Health caretakers must wear surgical caps. The cap forms part of a protective hood covering the head and neck. It offers medical workers an added layer of protection, ensuring that they cannot touch any part of their face whilst in the treatment centre.
Purchase Goggles, or eye visors, are used to provide cover to the eyes, protecting them from splashes. The goggles should be sprayed with an anti-fogging solution before being worn. On October 21, the US Centers for Disease Control and Prevention (CDC) announced stringent new guidelines for healthcare personnel who may be dealing with Ebola patients. In the new guidelines, health workers are advised to use a single-use disposable full face shield as goggles may not provide complete skin coverage.
Use a medical mask that covers the mouth to protect from sprays of blood or body fluids from patients. When wearing a respirator, the medical worker must tear this outer mask to allow the respirator through.
You must have a respirator. It is worn to protect the wearer from a patient’s coughs. According to guidelines from the medical charity Medecins Sans Frontieres (MSF), the respirator should be put on second, right after donning the overalls.
Medical scrubs help should be worn inside the overalls and the boots. This surgical scrub suit is a durable hospital clothing that absorbs liquid and is easily cleaned, is worn as a base layer underneath the overalls. It is normally tucked into rubber boots to ensure no skin is exposed.
ou should be covered in overalls. The overalls are placed on top of the scrubs. These suits are similar to hazardous material (hazmat) suits worn in toxic environments. The team member supervising the process should check that the equipment is not damaged.

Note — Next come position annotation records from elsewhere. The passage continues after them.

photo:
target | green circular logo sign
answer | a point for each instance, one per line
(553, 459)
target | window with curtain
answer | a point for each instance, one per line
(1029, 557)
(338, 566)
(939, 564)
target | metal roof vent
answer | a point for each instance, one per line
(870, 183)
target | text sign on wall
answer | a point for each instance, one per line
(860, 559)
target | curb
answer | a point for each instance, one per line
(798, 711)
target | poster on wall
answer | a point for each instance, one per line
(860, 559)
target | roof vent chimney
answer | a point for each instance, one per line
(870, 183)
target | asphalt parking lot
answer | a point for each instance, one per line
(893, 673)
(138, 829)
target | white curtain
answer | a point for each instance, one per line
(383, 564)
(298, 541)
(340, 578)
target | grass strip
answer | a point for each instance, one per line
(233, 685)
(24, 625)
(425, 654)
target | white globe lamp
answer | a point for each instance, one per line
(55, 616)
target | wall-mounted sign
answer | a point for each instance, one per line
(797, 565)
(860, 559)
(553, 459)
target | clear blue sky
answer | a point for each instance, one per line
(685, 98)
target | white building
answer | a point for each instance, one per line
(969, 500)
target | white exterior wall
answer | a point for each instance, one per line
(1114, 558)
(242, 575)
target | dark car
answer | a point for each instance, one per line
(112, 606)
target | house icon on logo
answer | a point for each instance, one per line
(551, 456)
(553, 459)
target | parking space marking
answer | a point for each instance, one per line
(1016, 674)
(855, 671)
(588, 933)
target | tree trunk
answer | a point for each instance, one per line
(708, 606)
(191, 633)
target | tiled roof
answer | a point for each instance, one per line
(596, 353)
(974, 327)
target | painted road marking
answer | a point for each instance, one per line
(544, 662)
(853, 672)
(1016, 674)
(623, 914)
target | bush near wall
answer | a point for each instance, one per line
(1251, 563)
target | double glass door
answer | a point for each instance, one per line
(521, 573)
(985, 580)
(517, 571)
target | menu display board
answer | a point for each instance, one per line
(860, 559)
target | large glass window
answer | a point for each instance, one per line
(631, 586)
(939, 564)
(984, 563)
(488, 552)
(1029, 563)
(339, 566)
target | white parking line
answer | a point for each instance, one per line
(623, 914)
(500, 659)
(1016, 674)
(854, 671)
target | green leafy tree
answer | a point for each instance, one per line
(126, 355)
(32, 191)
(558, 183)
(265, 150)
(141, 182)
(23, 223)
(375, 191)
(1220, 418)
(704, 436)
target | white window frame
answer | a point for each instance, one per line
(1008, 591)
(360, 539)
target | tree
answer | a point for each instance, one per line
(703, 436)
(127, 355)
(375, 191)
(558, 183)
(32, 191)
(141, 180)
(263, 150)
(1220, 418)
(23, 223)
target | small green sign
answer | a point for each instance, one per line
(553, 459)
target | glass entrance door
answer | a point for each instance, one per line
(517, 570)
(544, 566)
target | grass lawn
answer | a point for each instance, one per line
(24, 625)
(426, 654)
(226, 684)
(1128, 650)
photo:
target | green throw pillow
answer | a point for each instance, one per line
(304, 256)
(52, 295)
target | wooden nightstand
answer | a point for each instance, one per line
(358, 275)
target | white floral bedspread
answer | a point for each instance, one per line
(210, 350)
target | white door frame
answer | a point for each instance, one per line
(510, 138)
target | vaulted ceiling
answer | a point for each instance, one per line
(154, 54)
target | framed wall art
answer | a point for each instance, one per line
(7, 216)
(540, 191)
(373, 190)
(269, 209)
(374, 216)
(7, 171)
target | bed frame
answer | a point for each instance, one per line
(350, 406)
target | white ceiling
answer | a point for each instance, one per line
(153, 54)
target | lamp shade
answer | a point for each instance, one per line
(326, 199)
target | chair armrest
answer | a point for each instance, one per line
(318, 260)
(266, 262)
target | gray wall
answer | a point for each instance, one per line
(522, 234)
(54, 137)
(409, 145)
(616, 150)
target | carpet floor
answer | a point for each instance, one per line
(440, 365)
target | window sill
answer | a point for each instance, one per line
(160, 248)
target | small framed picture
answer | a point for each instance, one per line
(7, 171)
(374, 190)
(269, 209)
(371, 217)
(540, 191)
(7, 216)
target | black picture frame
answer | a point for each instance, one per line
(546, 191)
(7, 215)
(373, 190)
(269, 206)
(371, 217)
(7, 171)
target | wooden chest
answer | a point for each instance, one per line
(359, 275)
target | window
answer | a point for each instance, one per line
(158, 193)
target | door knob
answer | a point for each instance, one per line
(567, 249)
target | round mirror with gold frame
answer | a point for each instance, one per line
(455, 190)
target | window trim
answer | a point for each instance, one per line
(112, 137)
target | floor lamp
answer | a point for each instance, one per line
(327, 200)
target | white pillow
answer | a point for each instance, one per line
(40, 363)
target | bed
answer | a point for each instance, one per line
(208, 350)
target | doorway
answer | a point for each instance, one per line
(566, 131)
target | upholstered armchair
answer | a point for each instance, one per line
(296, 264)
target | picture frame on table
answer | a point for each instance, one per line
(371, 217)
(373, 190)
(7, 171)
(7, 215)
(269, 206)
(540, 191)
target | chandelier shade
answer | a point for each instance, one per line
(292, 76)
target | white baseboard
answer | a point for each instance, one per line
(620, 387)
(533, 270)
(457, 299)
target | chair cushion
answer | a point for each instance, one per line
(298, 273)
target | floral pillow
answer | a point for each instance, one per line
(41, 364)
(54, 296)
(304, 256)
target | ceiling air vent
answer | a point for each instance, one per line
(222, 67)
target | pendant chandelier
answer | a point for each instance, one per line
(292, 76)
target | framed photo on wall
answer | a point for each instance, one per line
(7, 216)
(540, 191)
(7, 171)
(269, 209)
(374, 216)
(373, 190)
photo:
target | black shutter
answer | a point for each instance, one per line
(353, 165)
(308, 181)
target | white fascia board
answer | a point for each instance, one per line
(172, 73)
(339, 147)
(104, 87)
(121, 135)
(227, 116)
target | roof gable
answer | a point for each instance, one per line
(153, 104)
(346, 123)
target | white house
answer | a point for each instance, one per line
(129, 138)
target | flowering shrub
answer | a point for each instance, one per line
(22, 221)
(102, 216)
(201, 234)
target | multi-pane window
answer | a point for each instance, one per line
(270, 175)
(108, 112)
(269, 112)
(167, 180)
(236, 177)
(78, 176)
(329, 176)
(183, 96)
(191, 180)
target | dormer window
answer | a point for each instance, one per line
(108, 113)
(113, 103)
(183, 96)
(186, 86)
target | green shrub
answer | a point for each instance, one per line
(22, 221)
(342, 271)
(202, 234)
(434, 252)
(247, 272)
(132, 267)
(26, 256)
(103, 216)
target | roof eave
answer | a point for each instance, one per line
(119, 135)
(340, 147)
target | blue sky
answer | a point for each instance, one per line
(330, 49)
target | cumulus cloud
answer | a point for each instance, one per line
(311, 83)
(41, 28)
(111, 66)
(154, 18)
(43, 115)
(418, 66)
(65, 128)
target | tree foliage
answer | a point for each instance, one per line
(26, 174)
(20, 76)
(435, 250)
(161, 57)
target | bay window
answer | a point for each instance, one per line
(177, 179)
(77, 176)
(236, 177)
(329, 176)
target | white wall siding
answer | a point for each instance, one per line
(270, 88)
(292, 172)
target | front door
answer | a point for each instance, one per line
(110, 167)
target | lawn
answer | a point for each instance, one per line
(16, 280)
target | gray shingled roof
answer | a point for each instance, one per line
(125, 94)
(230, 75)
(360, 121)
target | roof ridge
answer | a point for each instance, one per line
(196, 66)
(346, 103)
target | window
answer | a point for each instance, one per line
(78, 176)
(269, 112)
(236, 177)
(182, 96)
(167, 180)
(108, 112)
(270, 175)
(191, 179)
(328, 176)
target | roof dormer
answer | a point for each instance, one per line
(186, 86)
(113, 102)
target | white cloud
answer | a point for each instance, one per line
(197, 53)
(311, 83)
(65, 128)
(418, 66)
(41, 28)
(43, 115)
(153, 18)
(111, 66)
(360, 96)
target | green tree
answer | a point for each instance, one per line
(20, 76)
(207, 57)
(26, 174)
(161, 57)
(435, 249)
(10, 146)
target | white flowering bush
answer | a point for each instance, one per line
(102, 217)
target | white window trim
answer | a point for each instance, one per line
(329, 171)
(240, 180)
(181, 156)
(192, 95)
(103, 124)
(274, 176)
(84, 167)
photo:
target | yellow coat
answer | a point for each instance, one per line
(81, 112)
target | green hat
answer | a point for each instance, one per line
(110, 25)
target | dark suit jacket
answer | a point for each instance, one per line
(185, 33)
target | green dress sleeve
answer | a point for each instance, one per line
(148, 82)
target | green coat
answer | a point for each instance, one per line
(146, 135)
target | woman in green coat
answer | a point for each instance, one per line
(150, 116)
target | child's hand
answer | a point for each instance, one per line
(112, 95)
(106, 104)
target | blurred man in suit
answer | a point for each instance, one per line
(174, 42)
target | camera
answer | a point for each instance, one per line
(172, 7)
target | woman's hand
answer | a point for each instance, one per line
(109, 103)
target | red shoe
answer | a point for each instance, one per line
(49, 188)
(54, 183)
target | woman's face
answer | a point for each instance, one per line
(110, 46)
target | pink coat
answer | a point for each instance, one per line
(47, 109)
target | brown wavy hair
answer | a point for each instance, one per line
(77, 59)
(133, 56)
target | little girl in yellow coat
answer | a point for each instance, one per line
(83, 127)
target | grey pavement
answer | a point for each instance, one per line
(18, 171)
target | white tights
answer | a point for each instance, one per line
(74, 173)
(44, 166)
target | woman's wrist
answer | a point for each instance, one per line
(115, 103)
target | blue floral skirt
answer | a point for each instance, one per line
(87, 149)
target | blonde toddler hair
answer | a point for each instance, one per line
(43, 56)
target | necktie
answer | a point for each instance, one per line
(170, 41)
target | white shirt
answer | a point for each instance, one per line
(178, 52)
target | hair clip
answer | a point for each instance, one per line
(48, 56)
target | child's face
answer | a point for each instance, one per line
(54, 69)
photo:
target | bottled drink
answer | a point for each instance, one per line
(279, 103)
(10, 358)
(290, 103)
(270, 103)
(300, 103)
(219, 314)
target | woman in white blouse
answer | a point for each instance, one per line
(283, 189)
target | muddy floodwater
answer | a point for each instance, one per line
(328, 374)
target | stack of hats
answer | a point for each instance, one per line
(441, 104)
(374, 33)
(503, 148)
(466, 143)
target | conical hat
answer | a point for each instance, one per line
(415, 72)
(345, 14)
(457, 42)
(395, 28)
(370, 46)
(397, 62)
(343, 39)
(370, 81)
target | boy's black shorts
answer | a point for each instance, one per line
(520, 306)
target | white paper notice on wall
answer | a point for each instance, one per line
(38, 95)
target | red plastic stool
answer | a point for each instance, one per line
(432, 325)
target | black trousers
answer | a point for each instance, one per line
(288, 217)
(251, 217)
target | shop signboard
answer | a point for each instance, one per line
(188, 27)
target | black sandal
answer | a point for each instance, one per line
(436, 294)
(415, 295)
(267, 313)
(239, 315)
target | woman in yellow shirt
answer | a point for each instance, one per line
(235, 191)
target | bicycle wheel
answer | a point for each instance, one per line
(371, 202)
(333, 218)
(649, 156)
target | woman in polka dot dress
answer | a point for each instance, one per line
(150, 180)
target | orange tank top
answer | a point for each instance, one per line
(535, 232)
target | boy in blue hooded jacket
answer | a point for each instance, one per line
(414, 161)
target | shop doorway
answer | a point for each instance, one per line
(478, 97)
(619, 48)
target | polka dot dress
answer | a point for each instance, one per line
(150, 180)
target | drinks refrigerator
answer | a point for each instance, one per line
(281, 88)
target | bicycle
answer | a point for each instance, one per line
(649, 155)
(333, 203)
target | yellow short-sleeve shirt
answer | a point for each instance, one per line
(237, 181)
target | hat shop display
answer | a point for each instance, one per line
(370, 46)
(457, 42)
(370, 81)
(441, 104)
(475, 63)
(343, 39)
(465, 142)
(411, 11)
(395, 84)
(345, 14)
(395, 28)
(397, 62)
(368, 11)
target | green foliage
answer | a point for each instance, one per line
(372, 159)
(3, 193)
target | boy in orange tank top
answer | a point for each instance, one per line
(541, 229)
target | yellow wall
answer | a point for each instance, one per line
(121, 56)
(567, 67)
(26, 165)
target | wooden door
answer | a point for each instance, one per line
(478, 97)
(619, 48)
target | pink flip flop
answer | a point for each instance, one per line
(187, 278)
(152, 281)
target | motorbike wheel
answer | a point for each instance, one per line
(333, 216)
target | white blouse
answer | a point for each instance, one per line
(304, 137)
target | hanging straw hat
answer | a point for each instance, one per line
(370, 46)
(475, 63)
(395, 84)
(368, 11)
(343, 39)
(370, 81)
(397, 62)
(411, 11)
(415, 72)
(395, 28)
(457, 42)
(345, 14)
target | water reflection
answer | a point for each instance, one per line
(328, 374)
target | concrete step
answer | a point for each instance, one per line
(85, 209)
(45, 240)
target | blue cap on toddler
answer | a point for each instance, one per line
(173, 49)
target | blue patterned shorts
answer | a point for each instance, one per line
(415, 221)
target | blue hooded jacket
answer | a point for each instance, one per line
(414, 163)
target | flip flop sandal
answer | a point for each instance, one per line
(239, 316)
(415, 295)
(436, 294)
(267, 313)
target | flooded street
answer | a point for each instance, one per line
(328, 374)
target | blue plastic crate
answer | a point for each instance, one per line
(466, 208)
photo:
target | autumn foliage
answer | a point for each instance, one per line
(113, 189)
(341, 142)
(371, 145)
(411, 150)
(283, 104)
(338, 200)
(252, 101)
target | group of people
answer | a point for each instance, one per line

A health worker should wear a minimum of two sets of gloves. When putting on the gloves, care must be taken to ensure that no skin is exposed and that they are worn in such a way that any fluid on the sleeve will run off the suit and glove. Medical workers must change gloves between patients, performing thorough hand hygiene before donning a new pair. Heavy-duty gloves are used whenever workers need to handle the infectious waste.
Place a waterproof apron is on top of the overalls as a final layer of protective clothing.
Ebola health workers should typically wear rubber boots, with the scrubs tucked into the footwear. If boots are unavailable, workers must wear closed, puncture and fluid-resistant shoes.
Fighting the fear and stigmatisation surrounding Ebola is one of the greatest challenges health workers face.